So, what happens to rare coin values as the bigger markets stall? Inevitably, inflation hurts the smaller buyers but can help us if gold prices rise with commodities like oil. If they rise is anyone’s guess. We are definitely seeing the early stages of slowing price gains in rare coins. There are a number of important auctions coming this Summer (Baltimore, Long Beach, ANA) which will be bell-weathers of the strength of the rare coin market.
What about CAC coins? Are they more resilient than their non-CAC counterparts? I believe so. The two basic reasons for this are simply: quality and scarcity. As I’ve written many times before, CAC coins enjoy the benefit of being a “sub-set” of the greater total of available coins. Therefore supply is inherently much smaller. This subset, by its very nature is a higher quality pool of items than the larger group. Each coin is hand-approved by a small group of experts at CAC. Owners tend to be less willing to give them up.

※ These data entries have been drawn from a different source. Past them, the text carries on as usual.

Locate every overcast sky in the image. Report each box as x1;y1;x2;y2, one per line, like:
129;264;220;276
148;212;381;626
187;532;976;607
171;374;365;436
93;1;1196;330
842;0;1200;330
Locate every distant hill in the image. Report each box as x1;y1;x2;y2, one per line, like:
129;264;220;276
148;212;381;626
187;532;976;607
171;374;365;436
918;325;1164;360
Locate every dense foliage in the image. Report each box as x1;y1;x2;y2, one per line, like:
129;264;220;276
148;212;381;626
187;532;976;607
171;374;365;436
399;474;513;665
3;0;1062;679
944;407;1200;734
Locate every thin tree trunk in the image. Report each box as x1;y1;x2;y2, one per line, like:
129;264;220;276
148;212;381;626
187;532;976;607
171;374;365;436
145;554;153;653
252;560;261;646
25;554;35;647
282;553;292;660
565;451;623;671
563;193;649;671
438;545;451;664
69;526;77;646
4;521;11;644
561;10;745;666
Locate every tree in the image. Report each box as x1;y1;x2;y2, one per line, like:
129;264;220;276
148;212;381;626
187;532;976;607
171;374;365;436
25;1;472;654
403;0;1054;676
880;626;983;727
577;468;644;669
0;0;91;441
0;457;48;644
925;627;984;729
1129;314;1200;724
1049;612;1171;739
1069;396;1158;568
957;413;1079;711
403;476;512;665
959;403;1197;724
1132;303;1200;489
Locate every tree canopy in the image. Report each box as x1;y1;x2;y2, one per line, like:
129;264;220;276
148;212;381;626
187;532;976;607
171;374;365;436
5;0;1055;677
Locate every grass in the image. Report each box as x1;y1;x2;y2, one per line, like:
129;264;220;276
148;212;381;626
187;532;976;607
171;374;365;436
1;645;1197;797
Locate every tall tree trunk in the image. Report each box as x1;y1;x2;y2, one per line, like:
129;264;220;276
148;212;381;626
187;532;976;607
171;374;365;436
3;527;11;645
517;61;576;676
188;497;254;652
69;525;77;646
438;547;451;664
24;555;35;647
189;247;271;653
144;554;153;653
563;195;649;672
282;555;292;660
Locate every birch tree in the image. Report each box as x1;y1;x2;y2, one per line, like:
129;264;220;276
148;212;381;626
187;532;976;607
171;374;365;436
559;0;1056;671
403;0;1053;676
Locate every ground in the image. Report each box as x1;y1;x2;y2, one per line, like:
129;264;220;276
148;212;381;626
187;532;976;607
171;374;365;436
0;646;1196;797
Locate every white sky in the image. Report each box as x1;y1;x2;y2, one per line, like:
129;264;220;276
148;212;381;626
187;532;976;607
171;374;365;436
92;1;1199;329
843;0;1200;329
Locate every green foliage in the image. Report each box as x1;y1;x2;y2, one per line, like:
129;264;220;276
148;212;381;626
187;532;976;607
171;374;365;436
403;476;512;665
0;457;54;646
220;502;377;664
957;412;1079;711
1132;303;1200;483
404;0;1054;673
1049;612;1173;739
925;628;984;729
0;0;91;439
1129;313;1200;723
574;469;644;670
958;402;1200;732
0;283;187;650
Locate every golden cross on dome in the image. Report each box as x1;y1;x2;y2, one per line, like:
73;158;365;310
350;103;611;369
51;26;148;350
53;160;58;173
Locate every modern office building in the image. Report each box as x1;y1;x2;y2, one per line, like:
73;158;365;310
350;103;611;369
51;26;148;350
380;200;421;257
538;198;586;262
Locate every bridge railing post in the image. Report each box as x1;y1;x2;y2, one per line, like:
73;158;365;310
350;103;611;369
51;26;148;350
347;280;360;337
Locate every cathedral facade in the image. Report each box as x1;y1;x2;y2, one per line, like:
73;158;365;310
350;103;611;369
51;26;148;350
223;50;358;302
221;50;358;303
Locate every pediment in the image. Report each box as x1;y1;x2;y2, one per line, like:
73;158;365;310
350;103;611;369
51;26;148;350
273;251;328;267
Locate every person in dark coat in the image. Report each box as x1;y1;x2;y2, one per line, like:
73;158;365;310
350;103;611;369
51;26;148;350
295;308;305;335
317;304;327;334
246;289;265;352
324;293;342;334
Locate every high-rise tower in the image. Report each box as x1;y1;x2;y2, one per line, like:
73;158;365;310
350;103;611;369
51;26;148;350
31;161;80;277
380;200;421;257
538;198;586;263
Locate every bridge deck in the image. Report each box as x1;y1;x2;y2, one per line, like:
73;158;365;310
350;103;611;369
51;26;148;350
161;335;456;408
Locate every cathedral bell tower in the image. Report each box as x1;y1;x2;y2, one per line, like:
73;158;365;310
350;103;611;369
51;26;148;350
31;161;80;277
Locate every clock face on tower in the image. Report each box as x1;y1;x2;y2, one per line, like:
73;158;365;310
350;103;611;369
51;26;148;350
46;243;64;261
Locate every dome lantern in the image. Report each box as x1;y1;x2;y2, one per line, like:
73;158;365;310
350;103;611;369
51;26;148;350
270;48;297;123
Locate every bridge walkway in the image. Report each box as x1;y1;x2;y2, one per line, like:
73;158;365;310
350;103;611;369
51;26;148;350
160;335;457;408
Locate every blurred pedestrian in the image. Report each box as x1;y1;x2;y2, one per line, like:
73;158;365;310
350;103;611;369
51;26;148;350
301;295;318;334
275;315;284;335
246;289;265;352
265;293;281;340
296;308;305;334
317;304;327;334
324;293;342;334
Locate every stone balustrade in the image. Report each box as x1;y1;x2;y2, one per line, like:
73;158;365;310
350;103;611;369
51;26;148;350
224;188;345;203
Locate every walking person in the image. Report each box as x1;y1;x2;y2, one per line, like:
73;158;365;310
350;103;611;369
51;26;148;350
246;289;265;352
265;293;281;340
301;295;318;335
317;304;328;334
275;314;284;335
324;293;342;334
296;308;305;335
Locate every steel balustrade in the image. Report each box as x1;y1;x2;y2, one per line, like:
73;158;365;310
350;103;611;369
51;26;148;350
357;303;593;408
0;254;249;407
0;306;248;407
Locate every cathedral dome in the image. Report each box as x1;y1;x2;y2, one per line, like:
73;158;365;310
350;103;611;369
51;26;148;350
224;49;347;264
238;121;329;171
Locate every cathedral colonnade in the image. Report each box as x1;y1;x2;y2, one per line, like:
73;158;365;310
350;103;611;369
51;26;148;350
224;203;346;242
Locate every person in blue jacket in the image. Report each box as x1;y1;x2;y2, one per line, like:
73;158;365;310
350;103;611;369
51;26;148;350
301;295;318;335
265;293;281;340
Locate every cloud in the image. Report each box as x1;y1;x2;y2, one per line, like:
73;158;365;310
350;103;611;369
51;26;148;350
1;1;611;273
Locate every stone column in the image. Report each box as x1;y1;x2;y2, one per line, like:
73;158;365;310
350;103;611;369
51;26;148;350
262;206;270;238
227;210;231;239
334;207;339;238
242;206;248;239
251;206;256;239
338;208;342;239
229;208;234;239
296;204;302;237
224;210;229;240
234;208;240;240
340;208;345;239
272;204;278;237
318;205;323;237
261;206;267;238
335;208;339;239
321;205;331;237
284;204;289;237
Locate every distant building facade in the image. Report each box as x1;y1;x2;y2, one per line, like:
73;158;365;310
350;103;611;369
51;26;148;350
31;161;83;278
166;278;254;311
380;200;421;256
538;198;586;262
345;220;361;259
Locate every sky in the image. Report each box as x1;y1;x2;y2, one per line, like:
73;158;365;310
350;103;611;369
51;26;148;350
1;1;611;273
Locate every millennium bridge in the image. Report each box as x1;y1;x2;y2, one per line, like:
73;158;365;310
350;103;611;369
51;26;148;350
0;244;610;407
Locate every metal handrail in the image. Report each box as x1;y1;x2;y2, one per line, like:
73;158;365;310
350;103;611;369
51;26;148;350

Demand for CAC coins is also greater than coins overall which results in a double-squeeze effect. Lower supply and greater demand equals greater resiliency to a fluctuating market. If markets overall continue to slide, I predict that CAC values will be slower to decline (if at all), and may even offer much-needed opportunities for buying than we’ve seen lately. At least that’s the silver lining I am hoping for.